来月(5月)に冨田 勲さんの交響詩 「ジャングル大帝」(2009年改訂版)を日本フィルとCD録音するがこのスコアも手書きだ。
冨田さんのスコアのタッチはまるで少年のような生き生きとしたもので、すごく新鮮だ! 生命力溢れる音楽がそのまま音符の風景から感じられる。今から来月のレコーディングがすごく楽しみ。



「横浜開港150周年・神奈川県立音楽堂開館55周年特別演奏会」(5月30日)
そしてつい先日送られてきた5月30日に初演する一柳慧さんによるジャズピアニスト 山下洋輔さんのために書かれた新作、ピアノ協奏曲第4番 「ジャズ」 のスコアを開いてびっくりした。一柳先生の手書きの音符の美しさは尋常じゃない。
なんていうか背筋がゾッとするくらい美しい・・・!

一音一音をここまで美しく書き込まれた音符を見たのは初めて。

そしてその音楽は必要な音以外全てが削ぎ落とされていて、なにかとりつかれたようにジャズのリズムにのって強烈に迫ってくる。 またそこから弾きだされる和音の響きは、書かれた音符の美しさが怖くなるくらい・・・。

これは来月だけではもったいないと、一柳先生にも山下さんにも連絡せずにすぐ来年の 関西フィル の秋の定期で取り上げるのを決めてしまった。(山下さんには 「まだ音もだしてないのに」 と呆れられてしまったが快く来年も引き受けてくださった)。
5月30日にソリストの山下洋輔さんと神奈川フィルからどんな新しい音楽が生まれてくるかわくわくする。

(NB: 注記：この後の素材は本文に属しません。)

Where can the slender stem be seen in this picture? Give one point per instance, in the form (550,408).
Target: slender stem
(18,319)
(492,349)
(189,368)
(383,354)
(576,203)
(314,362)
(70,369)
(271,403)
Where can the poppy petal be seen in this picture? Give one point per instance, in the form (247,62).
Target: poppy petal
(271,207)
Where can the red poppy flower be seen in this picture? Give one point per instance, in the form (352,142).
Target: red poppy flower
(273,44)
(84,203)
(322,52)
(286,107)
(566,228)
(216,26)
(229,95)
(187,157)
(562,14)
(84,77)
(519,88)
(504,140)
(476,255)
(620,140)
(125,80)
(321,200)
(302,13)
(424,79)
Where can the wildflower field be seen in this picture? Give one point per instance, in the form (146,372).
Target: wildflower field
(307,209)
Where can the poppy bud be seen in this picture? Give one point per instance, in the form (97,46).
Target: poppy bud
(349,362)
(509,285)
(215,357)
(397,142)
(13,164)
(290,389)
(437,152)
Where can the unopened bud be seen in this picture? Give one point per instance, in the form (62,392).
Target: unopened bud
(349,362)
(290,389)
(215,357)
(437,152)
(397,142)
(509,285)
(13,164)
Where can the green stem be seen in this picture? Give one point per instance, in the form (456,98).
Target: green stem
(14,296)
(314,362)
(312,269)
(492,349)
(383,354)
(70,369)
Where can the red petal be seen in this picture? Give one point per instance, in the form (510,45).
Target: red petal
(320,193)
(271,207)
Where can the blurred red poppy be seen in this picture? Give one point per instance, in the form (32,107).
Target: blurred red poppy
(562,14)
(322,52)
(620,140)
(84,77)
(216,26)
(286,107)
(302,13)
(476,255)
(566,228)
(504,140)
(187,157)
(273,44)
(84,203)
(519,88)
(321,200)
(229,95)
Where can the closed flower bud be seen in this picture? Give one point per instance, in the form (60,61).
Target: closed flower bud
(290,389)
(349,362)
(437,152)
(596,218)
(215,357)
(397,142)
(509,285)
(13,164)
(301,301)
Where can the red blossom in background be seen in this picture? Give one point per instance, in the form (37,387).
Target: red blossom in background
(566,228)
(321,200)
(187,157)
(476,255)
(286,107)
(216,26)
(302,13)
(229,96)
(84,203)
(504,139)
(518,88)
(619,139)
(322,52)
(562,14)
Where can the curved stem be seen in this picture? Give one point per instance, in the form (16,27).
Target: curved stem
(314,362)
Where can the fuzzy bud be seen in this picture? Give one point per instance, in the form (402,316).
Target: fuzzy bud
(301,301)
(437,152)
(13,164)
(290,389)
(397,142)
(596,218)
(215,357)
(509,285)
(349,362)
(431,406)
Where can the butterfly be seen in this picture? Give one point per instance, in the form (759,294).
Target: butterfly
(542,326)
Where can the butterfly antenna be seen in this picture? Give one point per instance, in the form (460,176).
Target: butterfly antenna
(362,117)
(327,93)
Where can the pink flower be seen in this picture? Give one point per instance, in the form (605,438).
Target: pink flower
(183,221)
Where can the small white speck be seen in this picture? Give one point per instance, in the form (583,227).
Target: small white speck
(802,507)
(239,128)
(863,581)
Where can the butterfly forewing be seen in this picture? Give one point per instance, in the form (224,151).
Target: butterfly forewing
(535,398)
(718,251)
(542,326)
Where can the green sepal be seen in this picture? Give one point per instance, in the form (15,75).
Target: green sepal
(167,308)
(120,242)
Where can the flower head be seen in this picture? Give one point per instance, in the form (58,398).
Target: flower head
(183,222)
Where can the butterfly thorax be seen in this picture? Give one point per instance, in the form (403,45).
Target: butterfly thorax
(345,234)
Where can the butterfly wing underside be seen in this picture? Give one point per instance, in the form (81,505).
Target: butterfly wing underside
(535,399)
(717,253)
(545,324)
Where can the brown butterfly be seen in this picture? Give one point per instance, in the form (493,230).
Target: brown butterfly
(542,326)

ところで僕の恩師の故渡邉暁雄先生は 「僕たち音楽家や音楽関係者は過去の作曲家のおかげでメシを食えてる。その恩返しを今の作曲家にするのは我々の義務だよ」 と常々僕におっしゃっていた。

新しい作品や作曲家との出会いは素晴らしい。
指揮者冥利に尽きます。


 それではまた!

次回の 音楽の話 はもちろん4月29日の関西フィル定期で取り上げるラヴェルの作品の話をします。


   藤岡 幸夫


2009/04/14   「Sachioの独り言」


 僕は台所は女性の聖域だと思ってる・・・・・・じゃなかった・・・思ってた。

年間ホテル暮らしが220泊は越えるので東京にいるときは当たり前のようにかみさんに何でもやってもらっていたので、お恥ずかしい話だがトーストすら一度も焼いたことがないどころかトースターに触ったこともなかった(もっとも僕は和食党なんでご飯が多いですが)。

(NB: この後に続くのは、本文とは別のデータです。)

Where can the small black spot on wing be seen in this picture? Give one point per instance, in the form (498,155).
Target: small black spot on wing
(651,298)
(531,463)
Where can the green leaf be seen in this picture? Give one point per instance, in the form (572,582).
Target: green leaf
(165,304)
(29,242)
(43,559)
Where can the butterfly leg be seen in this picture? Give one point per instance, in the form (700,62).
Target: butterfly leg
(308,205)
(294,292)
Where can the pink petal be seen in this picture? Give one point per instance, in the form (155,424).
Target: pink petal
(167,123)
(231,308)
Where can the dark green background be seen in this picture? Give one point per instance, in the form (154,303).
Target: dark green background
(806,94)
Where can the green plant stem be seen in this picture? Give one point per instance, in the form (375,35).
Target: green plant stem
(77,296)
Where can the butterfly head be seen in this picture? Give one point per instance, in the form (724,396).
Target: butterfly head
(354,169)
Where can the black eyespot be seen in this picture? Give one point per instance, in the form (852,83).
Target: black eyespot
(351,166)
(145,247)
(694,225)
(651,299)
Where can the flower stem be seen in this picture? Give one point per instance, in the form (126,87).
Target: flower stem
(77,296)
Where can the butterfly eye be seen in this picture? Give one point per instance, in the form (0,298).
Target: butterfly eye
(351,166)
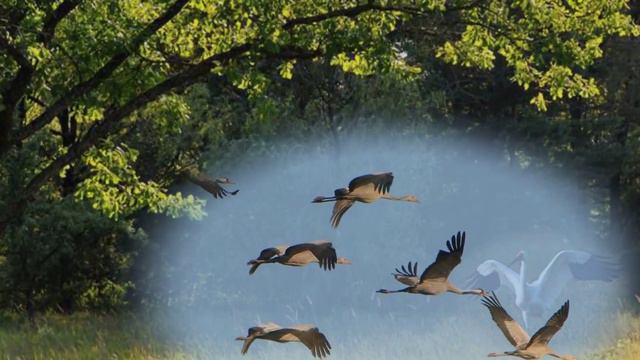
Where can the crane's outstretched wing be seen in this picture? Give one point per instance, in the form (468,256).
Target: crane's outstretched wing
(210,185)
(544,335)
(320,250)
(446,260)
(312,338)
(265,254)
(255,332)
(509,327)
(340,207)
(491,274)
(408,276)
(570,265)
(381,182)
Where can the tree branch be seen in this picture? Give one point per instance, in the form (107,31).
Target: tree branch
(52,20)
(102,74)
(14,91)
(111,122)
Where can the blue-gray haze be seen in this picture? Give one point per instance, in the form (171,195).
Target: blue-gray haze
(462,184)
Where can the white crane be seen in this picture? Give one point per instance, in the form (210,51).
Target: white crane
(537,297)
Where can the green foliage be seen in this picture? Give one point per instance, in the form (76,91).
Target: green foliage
(116,190)
(548,44)
(67,256)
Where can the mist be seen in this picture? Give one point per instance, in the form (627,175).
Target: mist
(463,184)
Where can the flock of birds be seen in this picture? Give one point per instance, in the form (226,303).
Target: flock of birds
(532,298)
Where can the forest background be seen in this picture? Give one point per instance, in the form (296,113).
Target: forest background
(108,108)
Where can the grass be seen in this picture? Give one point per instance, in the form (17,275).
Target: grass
(90,336)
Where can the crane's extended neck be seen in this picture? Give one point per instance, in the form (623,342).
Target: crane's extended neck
(385,291)
(410,198)
(318,199)
(455,290)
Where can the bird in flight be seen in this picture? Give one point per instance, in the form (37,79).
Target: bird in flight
(537,297)
(526,348)
(307,334)
(435,278)
(318,251)
(211,185)
(366,189)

先日パンを焼いたら二枚連続で黒焦げ。なんとも情けない・・・。一昨日は奇跡的に目玉焼きを作るのに成功したが、今朝はゆで卵を二個失敗・・・トホホ・・・


今日は溜りに溜まった洗濯をしようと思って、はたと気がつくと乾燥機がない。知らなかった・・・

以前ホテルの部屋で溜まった下着を洗って部屋中に干したところ、乾いた後に雑菌の匂いがして結局全部クリーニングに出した苦い経験がある。同じ過ちは繰り返したくない。


今、使ったことのない洗濯機を回して頑張って洗濯物を上手く干してみるか、いっそのこと乾燥機を買いに行って、洗濯はそれからにするか迷ってる。


勝手に乾燥機を買った場合、かみさんは喜ぶのかそれとも無駄遣いと怒るのか?
その辺の女性心理が微妙で読めない・・・。


いずれにしても主婦は偉大だ・・・。


   藤岡 幸夫



2009/04/13


   「ラフマニノフ:ピアノ協奏曲第2番と園田高弘先生の思い出」 の話


 この話はこのラフマニノフを取り上げた先月書くつもりだったけど遅れてしまいました。僕の大切な思い出です。



2003年 園田高弘先生と
僕が初めて、当時日本のピアノ界の巨匠と言われた故園田高弘先生と共演した時の曲目がラフマニノフのピアノ協奏曲第2番だった(日本フィルの九州公演)。

リハーサルの1週間ほど前に園田先生のお宅に打ち合わせに行ったが、その時の先生の教えてくださったことがすごく強烈で今でも鮮明に覚えている。


当時園田先生といえばドイツ音楽の大家と言われてベートーヴェンやブラームスが得意とされていたけど実は先生はこのラフマニノフの2番が大好きだったのだ。


先生のお宅に伺うと先生は早速ピアノを弾きながらたくさんのことを教えてくださった。


冒頭のピアノのソロを弾きながら先生は

「藤岡クン、これはね鐘なんだ・・・・・・遠くから鐘が聞こえてくるんだよ・・・」

冒頭ピアノソロのあとオーケストラパートの主旋律を歌いながら先生はピアノパートを弾き続ける・・・


「これはネヴァ河の大きな流れなんだ・・・!ここはオーケストラをたっぷり鳴らして!ピアノが聞こえたら何かの間違いだ。ここはピアノが聴こえなくていいんだ!僕がオーケストラにつけるから安心して・・・!」

ホルンのソロの箇所では
「ここは絶対急いじゃダメ!・・・目の前に雪で覆われた真っ白な大地が拡がる感じだ・・・!」
先生がオーケストラパートを歌うのでいつの間にか僕も先生と一緒に歌い続ける・・・

再現部では
「ここはね!まるで軍隊の行進のように!!」

先生は立ち上がって
「チャン!チャチャ、チャチャチャチャ、チャン・・・」
歌いながら膝から下を真っ直ぐ伸ばした行進をする・・・

2楽章を弾き終えた先生は

「・・・・・・とまぁこういうわけだ。名曲と言われる所以だ・・・。これはね男のロマンなんだよ。女の子のオセンチとは全然違うんだ・・・」

2楽章後半でピアノパートを弾きながらヴァイオリンのメロディを 「タリ〜らぁ〜りぃ〜」 と心をこめて歌う先生の声は今でも鮮明に覚えてる。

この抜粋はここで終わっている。